Description

The brain is a major target for circulating gonadal steroids and the change in hormone levels after menopause is likely to have implications for cognitive functioning. Clinical and preclinical studies have linked gonadal steroids and cognition and it has been hypothesized that menopause has detrimental effects on cognition that are over and above the expected effects of normal aging. However, evidence for changes in cognition after menopause is equivocal. Some studies found decreased cognitive performance after menopause in domains such as memory, attention, problem solving, and motor skills. Other studies have not found changes in cognition after menopause. Additionally, not all women experience negative effects of menopause on cognition. The neurobiological processes underlying individual differences in cognition after menopause are not fully understood.
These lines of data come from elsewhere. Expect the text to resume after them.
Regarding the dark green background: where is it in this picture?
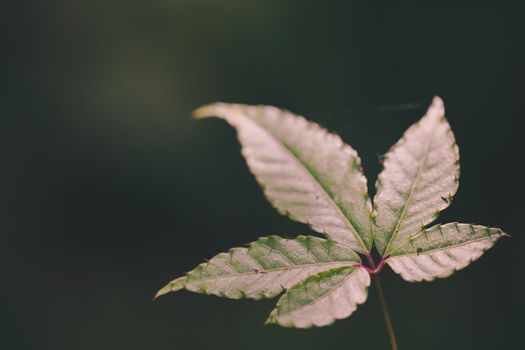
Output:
[0,0,525,350]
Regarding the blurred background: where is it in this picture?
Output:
[0,0,525,350]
Choline is an essential nutrient that, in addition to its role in the brain, has a number of critical structural and physiologic roles throughout the body, including providing structural integrity and signaling function for cell membranes, facilitating lipid transport from the liver, and acting as the major source of methyl groups through diet. Aside from dietary intake, the only source of choline in the body is de novo synthesis of phosphatidylcholine, catalyzed by phosphatdylethanolamine-N-methyltransferase (PEMT). The PEMT gene has several estrogen-responsive components in its promoter region and is induced by estrogen. Post-menopausal (hypo-estrogenic) women with loss of function mutations in PEMT have been found to exhibit end-organ damage typical of choline deficiency.

Choline is also involved in the synthesis of acetylcholine, a major neurotransmitter and the central and peripheral nervous systems. The relationship between brain effects of the normal functioning of the cholinergic system and hormone changes after menopause has been demonstrated in preclinical studies in rat models and in experimentally in human studies. While the preclinical and clinical experiment studies have many similar findings regarding the influence of estrogen on cholinergic functioning, what is not clear from this research is how individual differences arise in the effects of the hormone withdrawal after menopause on brain functioning in middle aged women. It is possible that the estrogen control of the transcription of the PEMT gene may influence the availability of choline.
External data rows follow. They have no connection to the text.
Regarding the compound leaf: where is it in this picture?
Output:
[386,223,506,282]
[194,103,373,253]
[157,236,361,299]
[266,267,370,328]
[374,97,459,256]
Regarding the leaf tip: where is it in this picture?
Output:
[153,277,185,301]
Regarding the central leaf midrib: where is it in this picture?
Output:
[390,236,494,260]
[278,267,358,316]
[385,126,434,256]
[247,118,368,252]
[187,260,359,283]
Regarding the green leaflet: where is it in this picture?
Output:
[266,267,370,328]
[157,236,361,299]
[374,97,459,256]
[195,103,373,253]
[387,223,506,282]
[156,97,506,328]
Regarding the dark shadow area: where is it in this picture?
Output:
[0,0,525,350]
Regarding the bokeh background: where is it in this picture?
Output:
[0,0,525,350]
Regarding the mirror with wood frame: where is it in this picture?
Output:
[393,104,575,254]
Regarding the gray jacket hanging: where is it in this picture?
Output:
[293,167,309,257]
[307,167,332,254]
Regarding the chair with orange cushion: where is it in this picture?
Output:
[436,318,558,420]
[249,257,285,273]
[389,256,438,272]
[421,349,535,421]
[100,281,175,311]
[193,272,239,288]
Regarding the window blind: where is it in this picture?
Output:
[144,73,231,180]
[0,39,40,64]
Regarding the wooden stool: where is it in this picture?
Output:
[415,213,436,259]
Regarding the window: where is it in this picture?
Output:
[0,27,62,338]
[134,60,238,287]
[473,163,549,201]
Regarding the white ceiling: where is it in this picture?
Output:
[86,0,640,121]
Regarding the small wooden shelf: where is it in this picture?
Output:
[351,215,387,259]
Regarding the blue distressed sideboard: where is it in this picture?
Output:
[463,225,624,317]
The investigators recently completed a study of one oral dose of 1650 mg choline versus placebo in 20 healthy postmenopausal women aged 50-65 years. Choline or placebo was administered three hours before an MRI session where subjects underwent an MRS scan as well as functional MRI scans. The MRS scans did not show differences in choline levels in the brain between the choline and placebo study days. However, the functional MRI (fMRI) results showed that choline modulated activation patterns during working memory task as well as influenced functional connectivity between memory relevant regions in the brain. The pattern of activation showed that during the choline challenge compared to placebo, there was decreased frontal activation and increased posterior activation during working memory. The functional connectivity analysis showed decreased connectivity during choline compared to placebo. This pattern of activation is similar to what has been shown with estradiol administration in healthy postmenopausal women. Recent choline data and prior estrogen data resulted in brain activation patterns similar to those of younger adults when compared to older adults. These results were interpreted to indicate that choline in a similar way to estradiol resulted in more efficient patterns of brain activation in healthy postmenopausal women.

This study will use a randomized placebo-controlled trial to examine smaller doses of choline and to detect a signal in the brain using fMRI. This study will examine if even smaller doses of choline can show these similar brain activation and connectivity patterns to the 1650 mg dose. This is a dose ranging study of 550 mg and 1100 mg oral choline compared to placebo.